RESULTS: We have shown previously that in the BDL isolated cardiomyocytes, diastolic return velocity was significantly decreased and the time taken to complete relaxation was increased in BDL when compared to sham groups (p<0.05). However, there was no significant difference in mRNA (p=0.43) and protein (p=0.12) levels of N2B isoform, and no visible protein levels of N2BA isoform. RT-PCR showed that PKA levels are decreased in the cirrhotic group (Sham=0.2720±0.026, BDL=0.1780±0.026).

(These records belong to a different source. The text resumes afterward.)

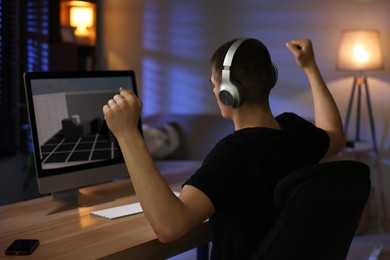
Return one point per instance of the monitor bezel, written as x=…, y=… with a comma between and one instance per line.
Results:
x=47, y=173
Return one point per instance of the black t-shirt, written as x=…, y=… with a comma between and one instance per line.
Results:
x=239, y=176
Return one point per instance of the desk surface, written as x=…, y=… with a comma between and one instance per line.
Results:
x=72, y=233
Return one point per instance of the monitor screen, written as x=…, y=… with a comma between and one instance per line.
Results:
x=73, y=147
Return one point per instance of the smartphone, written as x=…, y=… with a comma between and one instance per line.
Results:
x=22, y=247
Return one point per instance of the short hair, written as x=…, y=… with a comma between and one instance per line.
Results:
x=251, y=68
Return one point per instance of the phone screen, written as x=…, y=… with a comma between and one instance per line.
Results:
x=22, y=247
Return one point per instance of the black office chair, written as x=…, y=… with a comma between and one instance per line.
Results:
x=321, y=206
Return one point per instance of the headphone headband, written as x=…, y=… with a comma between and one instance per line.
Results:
x=230, y=54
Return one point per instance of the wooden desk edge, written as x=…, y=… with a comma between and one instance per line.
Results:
x=154, y=249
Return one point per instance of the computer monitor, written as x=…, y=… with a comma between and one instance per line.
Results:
x=73, y=147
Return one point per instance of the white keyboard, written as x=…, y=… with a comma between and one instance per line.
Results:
x=119, y=211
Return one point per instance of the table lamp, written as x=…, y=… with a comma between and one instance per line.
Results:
x=360, y=51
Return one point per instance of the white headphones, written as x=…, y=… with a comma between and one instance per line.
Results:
x=231, y=93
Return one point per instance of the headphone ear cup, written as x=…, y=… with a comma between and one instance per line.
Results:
x=230, y=94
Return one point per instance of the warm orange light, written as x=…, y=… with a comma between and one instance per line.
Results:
x=82, y=19
x=360, y=51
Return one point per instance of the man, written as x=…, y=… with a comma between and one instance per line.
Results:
x=234, y=186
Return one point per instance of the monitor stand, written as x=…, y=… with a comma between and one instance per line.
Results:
x=75, y=197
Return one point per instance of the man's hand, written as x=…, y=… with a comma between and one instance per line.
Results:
x=303, y=52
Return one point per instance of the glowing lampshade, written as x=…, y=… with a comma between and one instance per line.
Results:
x=360, y=51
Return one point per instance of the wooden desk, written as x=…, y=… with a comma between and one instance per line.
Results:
x=72, y=233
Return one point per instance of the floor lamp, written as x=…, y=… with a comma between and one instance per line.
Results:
x=360, y=51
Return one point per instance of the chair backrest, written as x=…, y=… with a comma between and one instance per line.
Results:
x=321, y=206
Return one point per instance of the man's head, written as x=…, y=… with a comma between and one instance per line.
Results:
x=251, y=69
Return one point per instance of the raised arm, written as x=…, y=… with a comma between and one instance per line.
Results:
x=326, y=112
x=170, y=217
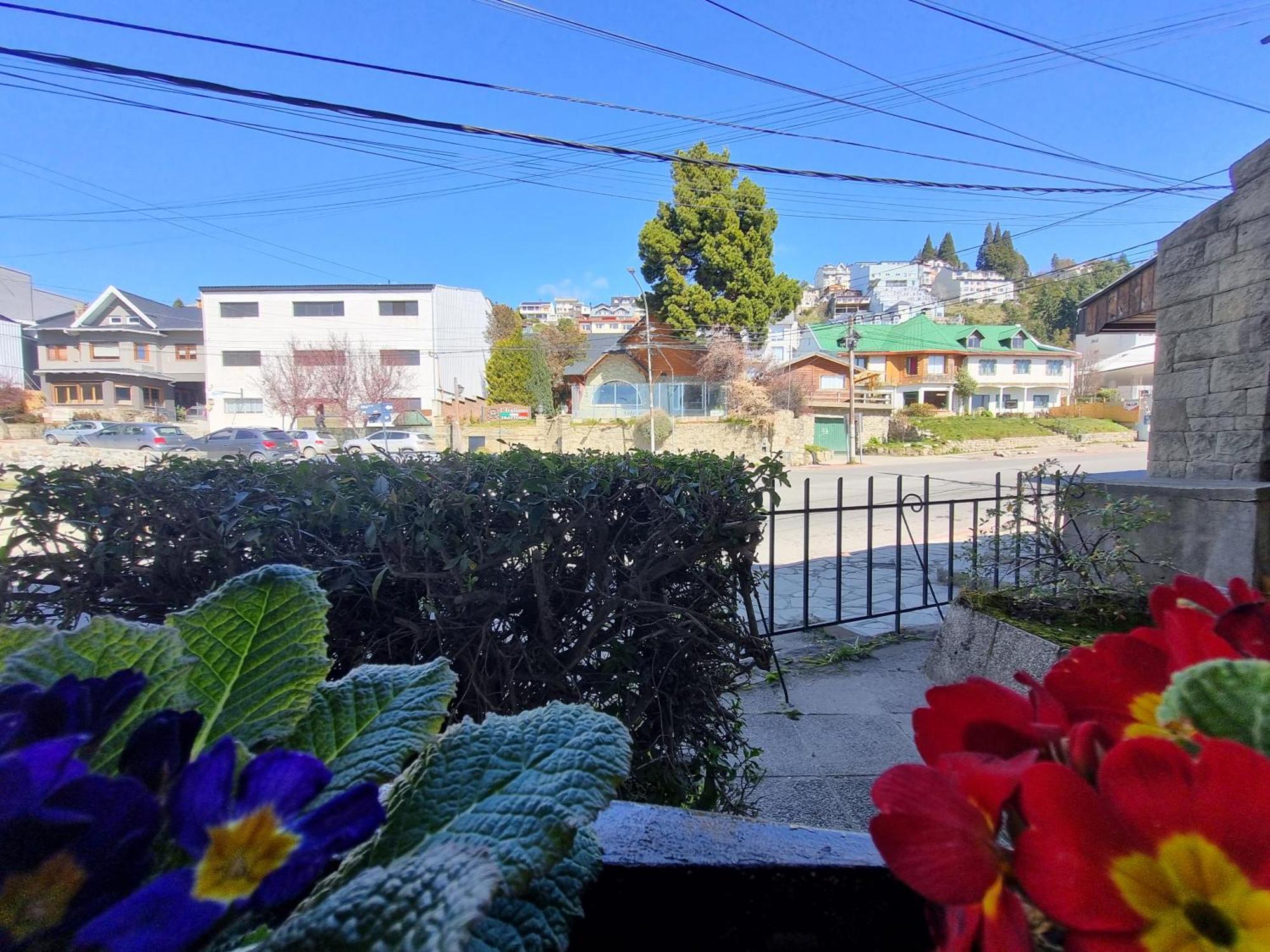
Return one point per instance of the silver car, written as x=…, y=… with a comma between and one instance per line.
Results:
x=148, y=437
x=314, y=442
x=73, y=431
x=392, y=442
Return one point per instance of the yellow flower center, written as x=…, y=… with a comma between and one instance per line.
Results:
x=1194, y=898
x=241, y=855
x=37, y=901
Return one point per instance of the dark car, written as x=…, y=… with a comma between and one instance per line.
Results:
x=253, y=444
x=150, y=437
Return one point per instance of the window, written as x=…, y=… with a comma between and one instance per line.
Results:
x=399, y=359
x=319, y=359
x=78, y=394
x=617, y=394
x=318, y=309
x=399, y=309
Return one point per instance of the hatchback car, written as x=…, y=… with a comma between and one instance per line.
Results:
x=256, y=445
x=70, y=432
x=314, y=442
x=392, y=442
x=149, y=437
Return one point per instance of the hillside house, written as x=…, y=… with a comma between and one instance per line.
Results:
x=918, y=361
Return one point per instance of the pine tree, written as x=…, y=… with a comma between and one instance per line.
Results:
x=708, y=253
x=982, y=261
x=948, y=251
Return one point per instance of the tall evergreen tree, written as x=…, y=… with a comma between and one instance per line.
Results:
x=982, y=261
x=708, y=253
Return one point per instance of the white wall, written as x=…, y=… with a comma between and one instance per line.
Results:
x=448, y=332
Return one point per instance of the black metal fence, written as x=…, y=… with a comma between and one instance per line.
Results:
x=895, y=555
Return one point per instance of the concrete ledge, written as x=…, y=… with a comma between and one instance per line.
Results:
x=972, y=644
x=679, y=879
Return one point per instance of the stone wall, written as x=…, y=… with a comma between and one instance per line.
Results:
x=1212, y=385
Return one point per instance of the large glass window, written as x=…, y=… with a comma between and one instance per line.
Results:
x=617, y=393
x=318, y=309
x=399, y=309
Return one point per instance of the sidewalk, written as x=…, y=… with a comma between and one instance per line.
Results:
x=846, y=723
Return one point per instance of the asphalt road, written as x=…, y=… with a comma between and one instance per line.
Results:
x=953, y=478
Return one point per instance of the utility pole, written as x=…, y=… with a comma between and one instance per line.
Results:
x=648, y=346
x=853, y=340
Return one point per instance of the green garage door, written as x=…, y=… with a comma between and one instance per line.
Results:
x=831, y=433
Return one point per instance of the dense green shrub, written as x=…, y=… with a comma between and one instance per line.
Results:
x=623, y=582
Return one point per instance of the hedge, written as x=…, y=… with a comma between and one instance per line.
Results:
x=623, y=582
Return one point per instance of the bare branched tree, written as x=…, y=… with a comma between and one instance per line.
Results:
x=289, y=384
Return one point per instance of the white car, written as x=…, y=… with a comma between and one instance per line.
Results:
x=392, y=442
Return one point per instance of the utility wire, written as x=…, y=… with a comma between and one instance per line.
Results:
x=1118, y=68
x=467, y=129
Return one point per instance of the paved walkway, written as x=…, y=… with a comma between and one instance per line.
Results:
x=845, y=724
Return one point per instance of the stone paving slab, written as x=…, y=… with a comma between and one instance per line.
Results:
x=850, y=723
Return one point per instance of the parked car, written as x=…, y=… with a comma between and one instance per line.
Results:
x=70, y=432
x=253, y=444
x=392, y=442
x=150, y=437
x=314, y=442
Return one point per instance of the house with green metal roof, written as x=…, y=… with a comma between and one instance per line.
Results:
x=919, y=360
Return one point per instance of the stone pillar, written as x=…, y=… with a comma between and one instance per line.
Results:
x=1213, y=337
x=1210, y=453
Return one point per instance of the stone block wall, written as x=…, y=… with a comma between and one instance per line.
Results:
x=1212, y=385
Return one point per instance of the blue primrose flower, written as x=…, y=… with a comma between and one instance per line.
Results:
x=72, y=706
x=72, y=843
x=252, y=847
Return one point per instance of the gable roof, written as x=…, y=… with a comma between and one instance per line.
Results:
x=921, y=334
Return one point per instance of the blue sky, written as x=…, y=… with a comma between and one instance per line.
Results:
x=521, y=223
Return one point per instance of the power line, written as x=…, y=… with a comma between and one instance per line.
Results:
x=467, y=129
x=1106, y=64
x=534, y=13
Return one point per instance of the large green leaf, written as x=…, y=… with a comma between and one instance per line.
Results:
x=15, y=638
x=1222, y=700
x=260, y=640
x=371, y=722
x=425, y=903
x=540, y=920
x=100, y=649
x=518, y=788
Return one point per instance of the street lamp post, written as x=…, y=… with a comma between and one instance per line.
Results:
x=648, y=346
x=852, y=341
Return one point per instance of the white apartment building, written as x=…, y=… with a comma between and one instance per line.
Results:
x=972, y=286
x=436, y=332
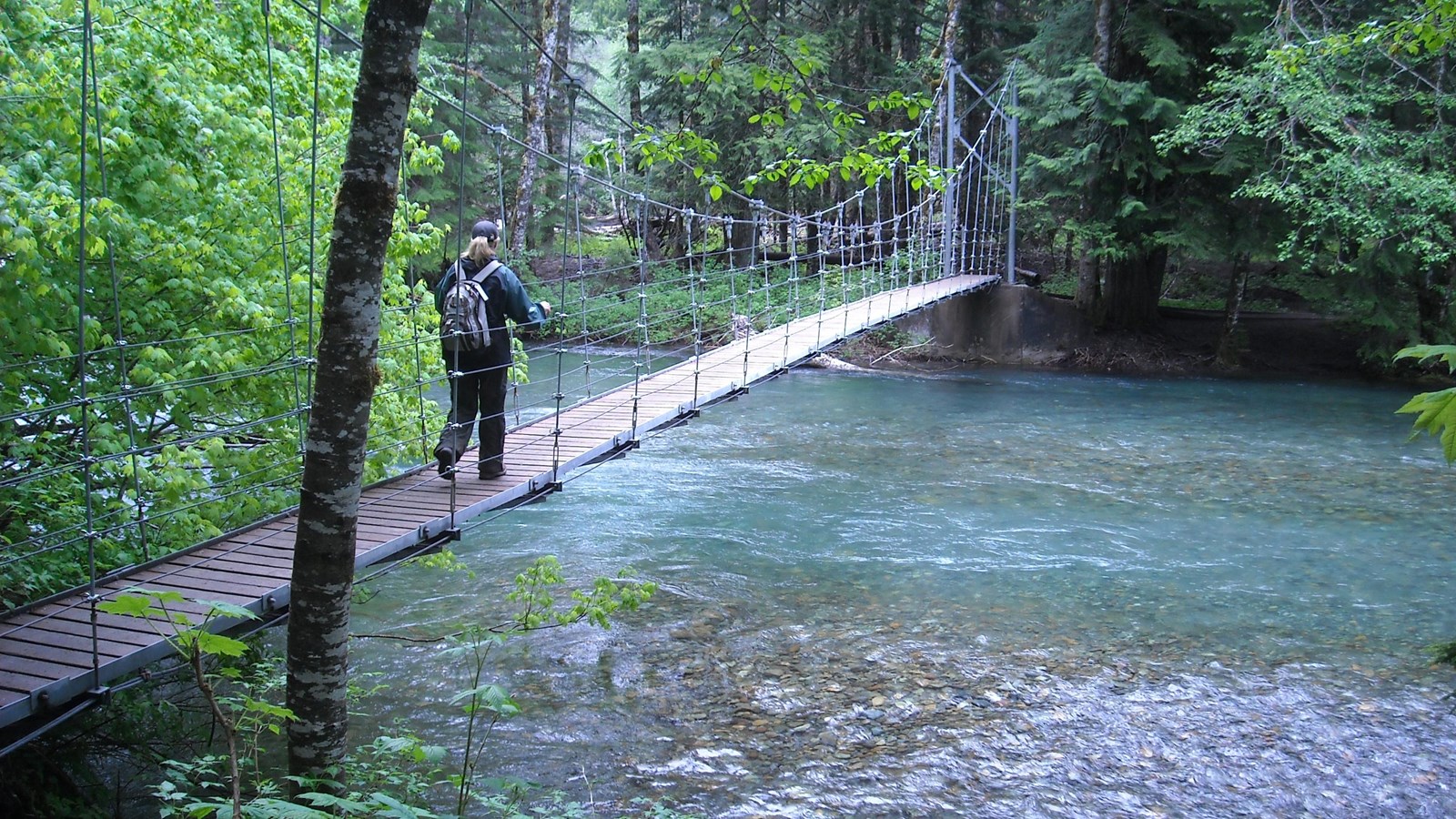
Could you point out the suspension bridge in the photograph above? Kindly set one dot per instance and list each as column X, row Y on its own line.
column 155, row 455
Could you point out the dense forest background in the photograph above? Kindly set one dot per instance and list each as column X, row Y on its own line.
column 1218, row 153
column 167, row 169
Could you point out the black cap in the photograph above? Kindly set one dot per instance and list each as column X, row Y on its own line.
column 485, row 228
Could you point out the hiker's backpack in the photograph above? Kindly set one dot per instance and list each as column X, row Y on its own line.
column 463, row 322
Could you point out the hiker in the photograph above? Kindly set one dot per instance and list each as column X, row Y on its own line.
column 480, row 370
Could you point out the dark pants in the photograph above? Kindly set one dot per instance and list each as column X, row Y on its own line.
column 477, row 388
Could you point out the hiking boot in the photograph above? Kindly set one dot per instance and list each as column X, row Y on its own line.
column 444, row 460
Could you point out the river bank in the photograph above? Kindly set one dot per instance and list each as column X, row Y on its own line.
column 1184, row 344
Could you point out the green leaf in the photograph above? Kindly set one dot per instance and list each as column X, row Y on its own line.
column 218, row 646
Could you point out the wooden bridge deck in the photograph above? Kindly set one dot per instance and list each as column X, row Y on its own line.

COLI was increased in BDL, while COLIII was decreased.
CONCLUSIONS: Diastolic dysfunction manifests in cirrhotic rat but titin isoforms do not appear to be the only determining factor of this condition. The reduction of PKA in the cirrhotic model corresponds to a decrease in titin phosphorylation and thus an increase in passive tension, which subsequently can result in slower diastolic filling. The increase in COLI, which forms a well-structured matrix that resists extension, and the decrease in the more compliant COLIII could be a compensatory mechanism to counteract the decreased phosphorylation of titin and the increased relaxation time.